Imagine lounging around your grandmother’s trailer in nothing but your underwear when all of a sudden a tornado decides to take you on a 1300 feet or 400 meter joy ride. On March 12th of 2006, Matt Suter, a 19 year old student from Missouri, was lifted out of a trailer by a tornado. The only injuries he had were minor cuts and one head wound that required 5 staples. After landing he made it to a neighbor’s house to soon find out his other family members survived under the remains of the trailer. Matt holds the world record for longest distance carried by a tornado.

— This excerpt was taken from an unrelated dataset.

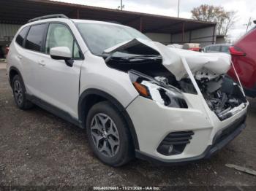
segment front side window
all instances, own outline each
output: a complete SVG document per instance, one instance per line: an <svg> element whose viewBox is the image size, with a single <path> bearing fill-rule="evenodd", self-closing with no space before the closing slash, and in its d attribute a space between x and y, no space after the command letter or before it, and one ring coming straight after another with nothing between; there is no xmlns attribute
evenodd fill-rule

After retiring, we imagine a peaceful life filled with fishing, gardening, and relaxing. Coolidge Winesett, a 75 year old retiree from Virginia, could not have predicted the situation he was about to get himself into. Winesett commonly used an outhouse in order to relieve himself, until one day, the dry rot had gotten the best of him. He had fallen through the outhouse and into a playpen of his own waste. Winesett was stuck for three days, unable to get out of the 5 foot or 1.5 meter hole due to being partially paralyzed after a stroke. A mailperson became concerned with unchecked mail and decided to check on him. Hearing Winesett’s calls for help and his crutch still outside the outhouse led to Winesett’s rescue from the dukie of hazard.
Harrison Okene was a cook on a tugboat that had capsized in May, 2013. After going underwater, he had barricaded himself in a room where he was trapped and surrounded by sharks and barracudas that were eating the remains of the other crew members on the boat. Harrison Okene survived within an air pocket for over two days on just one can of Coke while sitting on two mattresses trying to stay afloat. A dive crew came to retrieve the bodies of the crewmembers and to their surprise, they had found Harrison. Now that Okene is back home with his family, he made a vow to God that he would never go to sea again.